Dear cellular phone folks--Frank L. Don't be jackasses and give Google any ideas that it doesn't have already. If you tell them to do "something about" the people downloading Google apps, instead of your own janky applications, they will: They will start their own "Gphone" cell service, that will be able to store thousands of voice mails, have an interactive Google Maps/Google Earth function so you never get lost, and a "Search" bar so you could find anything anyone has ever said to you on your phone all in the spirit of "Cataloging the world's information." If you tell the Hulk he can't smash you, he will smash you because he is the strongest one there is. Same thing.

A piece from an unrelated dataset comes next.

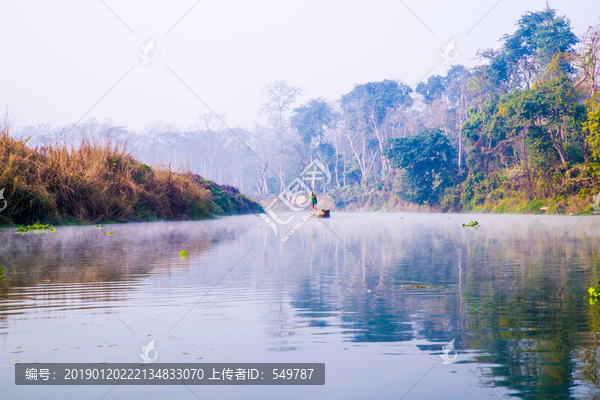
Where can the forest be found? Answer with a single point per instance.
(519, 132)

We make the Comcast DVR (edited)--Guide-maker Dave Greetings from the land where the Comcast DVR interface is made. First, we all agree the TiVo interface works very well. It does set the standard for all other DVR interfaces. That said, comparing the TiVo to those DVRs provided by the cable companies, like Comcast, isn't truly a fair 1:1 comparison. Differing Hardware Each vendor has numerous cable boxes, each varying slightly while offering the same end result to the consumer. Add to this that each of those companies have their own firmware and hardware architecture, and you can see how building an interface that works across all of these platforms can be challenging. Differing Cable Providers The EPG (Electronic Program Guide) you see in Comcast's Bay Area is not specific to Comcast. That guide is used in Time-Warner, Cox, Charter, RCN, Adelphia, Shaw, Cogeco, and many other cable providers in Canada, USA, and Latin America. That's right, one guide, millions of consumers, and many cable operators all wanting it to be "their way." Storing of Program Info. Cable boxes stream the data. TiVo stores it on your box. Pull the plug, restore the power, wait for the box to reboot, and *woo-hoo* all of your cable listings are there because they're stored on the box, not remotely. Legal Issues TiVo holds patents. Time Rush some things to market. Poor user experience? Yes. Money generator? Yes. But like that's new of any company nowadays...

I hope this provides you with some insight into some of the reasons the Comcast DVR looks & acts as it does. We are continuing to work on improving the look, feel, and behavior of the DVR as we move forward. (I've already seen the preliminary of what the 2008/2009 version of the guide is going to look like, and it's sorta Macintosh-esque) Love the show. Keep up the good work.